“Primary Is Primary,” Friend, Oct. 1996, 40
Liliana loved Primary. She loved the lessons. She loved the pictures her teacher drew on the chalkboard to go with the stories. She loved the games they played and the things they made. Most of all, she loved singing the Primary songs while Hermana (Sister) Soto played the sweet melodies on the piano. She always listened as the notes lingered on after the singing stopped.
Today, though, Liliana was worried about going to Primary. She was worried because she would not be going to her own Primary. Her family was visiting her abuelo (grandfather) in a village just outside of Iquitos, Peru.

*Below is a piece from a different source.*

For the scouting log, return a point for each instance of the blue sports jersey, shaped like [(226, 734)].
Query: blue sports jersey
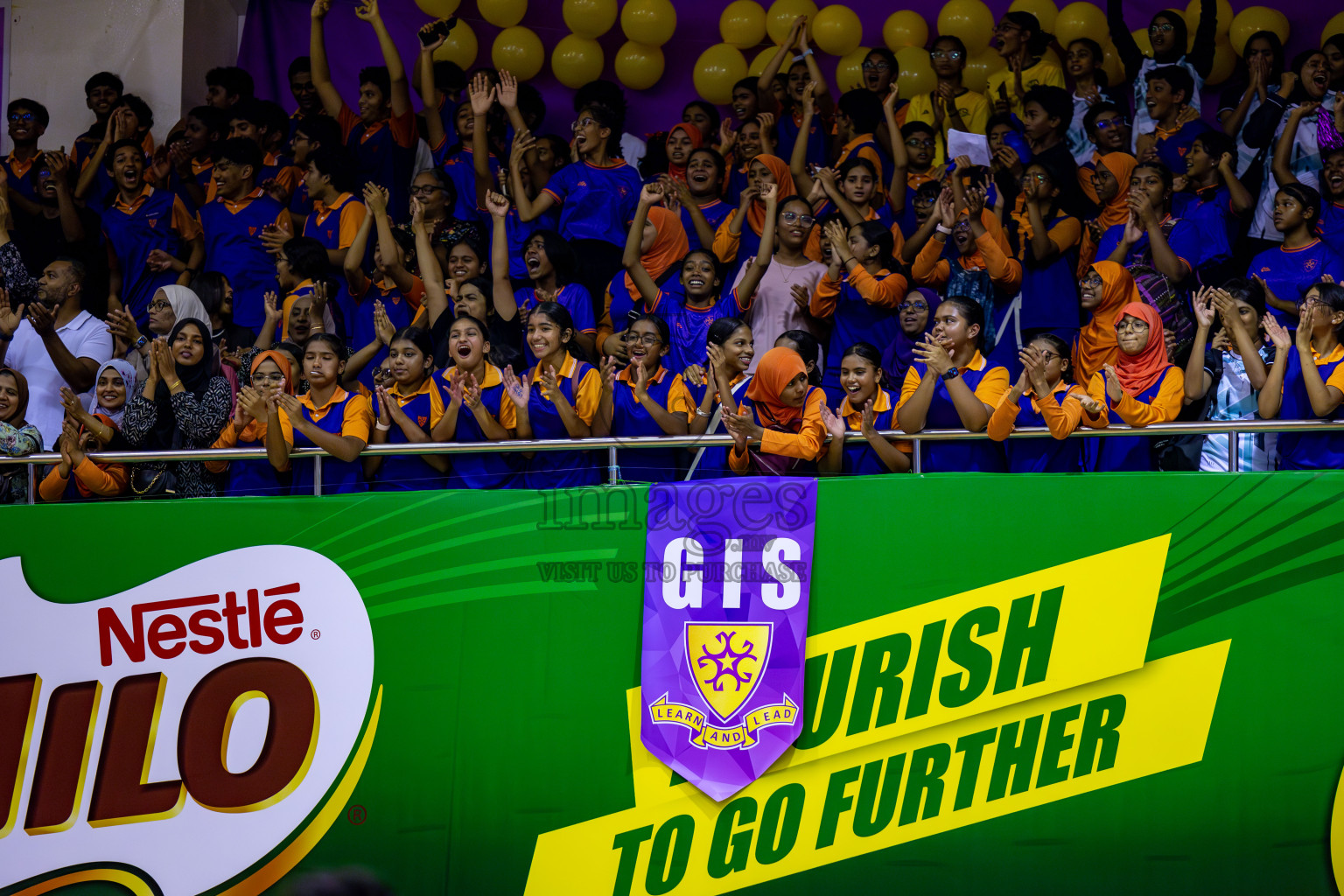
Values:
[(1291, 271), (596, 203)]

Things were very different in Iquitos than in the big city of Lima, where Liliana lived. It was always hot and steamy, and the buses and cars had no glass on the windows. Most of the homes out where Abuelo lived had straw roofs and were built on stilts so that they wouldn’t get flooded during the rainy season.
“Where’s the chapel?” she asked as she and Abuelo strolled down a dirt path, just ahead of her parents. Abuelo stopped, bent down to Liliana’s eye level, and pointed to a small hut barely visible in the distance. “That’s it? That hut at the end of the path?”
“Sí (yes),” Abuelo replied. “That is where our little branch meets each Sunday. It is the home of our branch president.”
When they reached the hut, Liliana followed Abuelo to one side of the large, one-room dwelling and sat, cross-legged, on the straw mats that covered the wooden floor. She looked around. There were no chairs, no benches, and no piano. All that she saw was a table at the front of the room with the scriptures on it and, to the side, another, smaller table covered with a white cloth.
Several more families came in and greeted Abuelo, Liliana, and her parents. When they were all settled, the meeting began.
It seemed really strange to sing without a piano and to sit on the floor, but as the sacrament was blessed and passed by one young man, it seemed more like sacrament meeting.
When it was over, Abuelo said, “It’s time for you to go to Primary.”
She looked around. There were less than a dozen children and no other rooms in the house. “Where is Primary, Abuelo?”
“Follow me,” a girl about Liliana’s age told her as she headed for the door. “I’ll show you where it is. My name’s Elena,” she added as they climbed down the ladder and headed around the back of the hut. “What’s yours?”
“Here we are,” Elena said as they reached a small clearing at the edge of the rain forest.
Liliana was astonished to see children of all ages sitting together on a fallen tree trunk propped up with mounds of dirt. The teacher was sitting on a rock just across from them. This isn’t Primary! she thought, sitting down next to Elena. Only one class? Outside? No table? No chalkboard? No chairs? Her heart sank. She longed to hear the beautiful melodies of the songs she knew and to see the familiar faces of her friends and teacher.
The lesson began. Liliana sat silently in the sticky heat. ¡Pobrecitos (These poor kids)! she thought. They don’t know what Primary is really like. How can they even pay attention with all the bird and insect noises?
The teacher began telling a story. She drew pictures in the dirt with a long stick. Then she had the children come up and act out what they thought would happen next. Later they went into the rain forest and played a game called “Follow the Spirit.” It was so beautiful, and Liliana was having so much fun, that she forgot how disappointed she had been.
As Primary time was coming to a close, the children gathered back in the clearing and sat down on the log. “Let’s have a closing song and a prayer,” announced the teacher. As the group of children sang “Soy un hijo de Dios” (“I Am a Child of God”) with all their hearts, tears came to Liliana’s eyes. Suddenly she realized that Primary was Primary, no matter where you were, or what kind of a chapel you had. Heavenly Father loves all His children just the same, and we can learn about Him anywhere. As the song ended, she listened as the notes lingered and echoed through the trees.
As she sat in Primary in Lima the next month, Liliana ached to take a walk in the rain forest and to see the smiling faces of her new friends there. And during singing time, she missed the rich accompaniment of the tropical birds and bugs. ¡Pobrecitos! she thought. They don’t know what Primary can really be like!